Louise Janin (Durham, New Hampshire, 1893 – Meudon, 1997), Fonds d’atelier de l’artiste, entre 1923 et 1993, Don manuel de Mme Michele Janin, petite-nièce de l’artiste, MNB 2022.1.1 à 174
Œuvres de Louise Janin (107 numéros) : 3 pièces de mobilier, 38 peintures, 9 esquisses peintes, 23 lots de dessins (2627 feuilles), 24 carnets de dessins et 9 objets de l’atelier
Œuvres d’autres artistes :(67 numéros) : 9 sculptures, 2 objets, 33 peintures, 18 dessins et 5 estampes
Louise Janin est une artiste américaine, d’origine française, qui s’installe définitivement à Paris en 1923 après une première formation artistique à San Francisco. Ses premières œuvres, dans les années 20, sont teintées d’un symbolisme original, inspiré des formes de l’art asiatique et des thèmes du bouddhisme, auquel se mêlent les lignes pures de l’Art déco. En 1926, sa rencontre avec Kupka et Valensi oriente son travail vers une nouvelle direction, le musicalisme. Ses tableaux s’éloignent alors de la figuration pour user d’un langage abstrait, fait de lignes sinueuses et de couleurs vives et scintillantes, qui traduit en images les variations musicales. À partir des années 50, elle expérimente la technique du « marbling » pour créer des « cosmogrammes », sortes de médiations colorées sur papier qu’elle assemble ensuite dans de grandes compositions sur toile ou sur bois.
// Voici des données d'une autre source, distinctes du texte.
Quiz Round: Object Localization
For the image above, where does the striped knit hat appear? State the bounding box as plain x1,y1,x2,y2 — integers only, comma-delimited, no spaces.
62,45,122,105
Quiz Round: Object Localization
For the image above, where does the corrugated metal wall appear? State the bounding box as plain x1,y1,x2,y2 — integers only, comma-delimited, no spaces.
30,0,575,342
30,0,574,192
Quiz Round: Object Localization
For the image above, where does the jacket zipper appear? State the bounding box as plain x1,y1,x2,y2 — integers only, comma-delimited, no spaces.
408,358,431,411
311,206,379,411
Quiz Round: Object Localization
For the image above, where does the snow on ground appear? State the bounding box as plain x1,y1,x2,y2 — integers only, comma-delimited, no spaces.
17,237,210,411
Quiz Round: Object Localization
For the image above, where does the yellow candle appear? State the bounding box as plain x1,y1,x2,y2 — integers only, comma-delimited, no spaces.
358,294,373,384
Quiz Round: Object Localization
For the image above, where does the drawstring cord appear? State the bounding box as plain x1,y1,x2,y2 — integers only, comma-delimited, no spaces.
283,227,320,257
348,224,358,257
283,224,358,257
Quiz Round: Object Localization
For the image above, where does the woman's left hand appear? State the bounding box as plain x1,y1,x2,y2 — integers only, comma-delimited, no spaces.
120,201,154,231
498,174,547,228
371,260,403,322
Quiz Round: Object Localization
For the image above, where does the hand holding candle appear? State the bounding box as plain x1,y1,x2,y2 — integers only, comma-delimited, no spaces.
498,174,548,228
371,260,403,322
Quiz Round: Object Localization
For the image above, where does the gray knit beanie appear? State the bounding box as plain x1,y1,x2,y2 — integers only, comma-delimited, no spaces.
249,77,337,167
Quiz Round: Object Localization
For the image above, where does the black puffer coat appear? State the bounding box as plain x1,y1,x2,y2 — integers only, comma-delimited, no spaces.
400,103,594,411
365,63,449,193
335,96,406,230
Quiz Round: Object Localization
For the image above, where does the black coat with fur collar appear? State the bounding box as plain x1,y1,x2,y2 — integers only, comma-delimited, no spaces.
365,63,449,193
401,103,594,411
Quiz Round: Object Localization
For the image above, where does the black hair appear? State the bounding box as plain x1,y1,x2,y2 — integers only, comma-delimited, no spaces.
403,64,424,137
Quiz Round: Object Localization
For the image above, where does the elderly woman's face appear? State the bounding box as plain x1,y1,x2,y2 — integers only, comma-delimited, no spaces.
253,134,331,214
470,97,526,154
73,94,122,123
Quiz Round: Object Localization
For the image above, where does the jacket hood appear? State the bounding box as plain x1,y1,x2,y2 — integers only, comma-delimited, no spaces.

Ses dernières peintures, entre 1970 et son décès en 1997, montrent une palette adoucie et s’inspirent des formes de la nature. Ce fonds d’atelier permet d’appréhender la production artistique de Louise Janin dans son ensemble, de la peinture aux arts décoratifs, des arts graphiques à la poésie, car outre ses œuvres, le don comprend aussi les archives et écrits de l’artiste. Ses livres et sources d’inspiration (objets asiatiques), mais aussi les œuvres d’autres artistes figurant dans son atelier (Auguste Janniot, Ernst Klausz, Marcel Lempereur-Haut) nous permettent de comprendre ses centres d’intérêt artistiques comme son environnement amical et culturel.